The referee was called in. Although his 28-day period was due to end on 9 February, he said on 4 February that he would not be publishing his decision until 11 February. Neither party dissented; this was an implied extension of time.

At 3.30pm on 11 February, the decision was faxed. It was a summary only saying, in short, that Bowmer shall pay Bloor £122 098.76. It wasn’t signed, but that makes no odds.

However, Bowmer’s QS, Mr Bareham, immediately spotted that the amount due overlooked cash paid on account. The adjudicator immediately acknowledged the oversight, and corrected the figures in the decision by 5pm. But Bloor said the correction was too late, so would Bowmer send a cheque for the lot. It didn’t, so Bloor went to the High Court to enforce.

At the hearing, Bloor’s barrister did the honourable thing. He readily admitted that there was no merit in Bloor’s case. Moreover, if the adjudicator’s corrected decision was not upheld, the final result would be unjust to Bowmer.

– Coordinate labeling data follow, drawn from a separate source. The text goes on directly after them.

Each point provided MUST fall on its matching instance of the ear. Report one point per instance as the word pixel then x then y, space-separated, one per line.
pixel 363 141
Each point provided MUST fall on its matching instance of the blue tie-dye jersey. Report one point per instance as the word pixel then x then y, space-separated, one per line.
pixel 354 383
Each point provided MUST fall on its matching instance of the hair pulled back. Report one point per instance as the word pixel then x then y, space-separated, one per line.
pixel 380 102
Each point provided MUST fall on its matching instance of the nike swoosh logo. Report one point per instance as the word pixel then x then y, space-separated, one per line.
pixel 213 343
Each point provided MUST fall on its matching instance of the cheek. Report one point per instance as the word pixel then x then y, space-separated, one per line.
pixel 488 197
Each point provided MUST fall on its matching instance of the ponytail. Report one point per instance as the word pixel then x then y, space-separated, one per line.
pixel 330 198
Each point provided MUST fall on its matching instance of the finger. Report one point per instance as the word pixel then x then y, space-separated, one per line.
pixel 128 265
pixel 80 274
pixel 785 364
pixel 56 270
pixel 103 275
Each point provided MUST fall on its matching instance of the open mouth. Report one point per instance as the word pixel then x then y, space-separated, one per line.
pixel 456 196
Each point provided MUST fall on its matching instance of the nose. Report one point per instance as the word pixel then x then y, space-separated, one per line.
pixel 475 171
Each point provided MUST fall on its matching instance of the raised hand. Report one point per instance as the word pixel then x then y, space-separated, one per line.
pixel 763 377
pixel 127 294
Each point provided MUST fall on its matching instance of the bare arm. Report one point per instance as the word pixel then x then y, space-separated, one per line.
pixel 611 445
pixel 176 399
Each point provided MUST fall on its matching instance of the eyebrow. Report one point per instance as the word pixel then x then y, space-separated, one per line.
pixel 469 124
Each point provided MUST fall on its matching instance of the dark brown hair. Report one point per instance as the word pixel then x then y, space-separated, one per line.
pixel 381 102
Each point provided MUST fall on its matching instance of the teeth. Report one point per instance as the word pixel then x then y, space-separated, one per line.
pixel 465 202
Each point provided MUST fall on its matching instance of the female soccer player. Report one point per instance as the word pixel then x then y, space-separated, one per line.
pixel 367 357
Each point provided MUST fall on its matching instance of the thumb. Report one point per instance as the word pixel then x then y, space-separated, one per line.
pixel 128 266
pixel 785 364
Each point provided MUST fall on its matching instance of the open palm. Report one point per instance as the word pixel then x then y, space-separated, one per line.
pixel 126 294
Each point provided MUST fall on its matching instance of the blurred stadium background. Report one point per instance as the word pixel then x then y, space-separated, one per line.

But this, he said, was not relevant. His purely technical argument was that, according to the naked law, once a decision has been published, nothing exists to revive the powers of an adjudicator to correct any errors. The referee has left the pitch, so too the players. Even the crowd has gone home. He can’t run back on the pitch and admit he wrote down the wrong score.

But counsel for Bowmer & Kirkland argued that since adjudication is imported into a contract, albeit without express agreement by the parties, there must be an implied term or promise that permits the referee to put right a clerical error.

The slip rule is for an obvious mistake. It is not a chance to have second thoughts to produce a revised decision or award.

Even judges make slip-ups when number-crunching, or get names the wrong way round. But a judge can correct at any time up to the point when he later draws up his formal order. Arbitrators make slip-ups too. In one case, for instance, an arbitrator awarded all the money to x but meant y, but corrected it using the slip rule in the Arbitration Act.

You might argue that if parliament had intended a similar slip rule in adjudication, it would have been put it in. Since it hasn’t, the decision cannot be corrected.

The judge in this Bowmer & Kirkland and Bloor affair considered the law and decided that there is an implied term in the act and in the scheme, which is similar to the slip rule in the Arbitration Act 1996.

Provided the parties do not expressly ban a slip rule in the contract, an adjudicator can correct an admitted accidental slip or omission.

This is not an opportunity to have second thoughts to produce a revised decision or award. This is not a chance to put right wrongly assessed evidence or misapplication of law. The referee cannot receive a fax from an aggrieved party that points out he has misunderstood law or fact. The slip rule is only for an obvious mistake of the sort in the Bowmer & Kirkland case. And the correction of a manifest error must be within an acceptable or reasonable time limit. The judge did not make clear the time limit for adjudication.

Notice that the judge said neither he nor the court had the power to correct the adjudicator’s error. It was a power vested only in the adjudicator. In this sense, the judge is consistent with the Bouygues judge, who stood by the adjudicator’s insistence that he had made no slip.

The difference in Bowmer & Kirkland is that the adjudicator admitted the slip straight away. After all, he has the power to dash back on the pitch and shout the right result, even though the crowd has gone home.

Bloor Construction (UK) Limited vs Bowmer & Kirkland (London) Limited is no 25 in our adjudication series.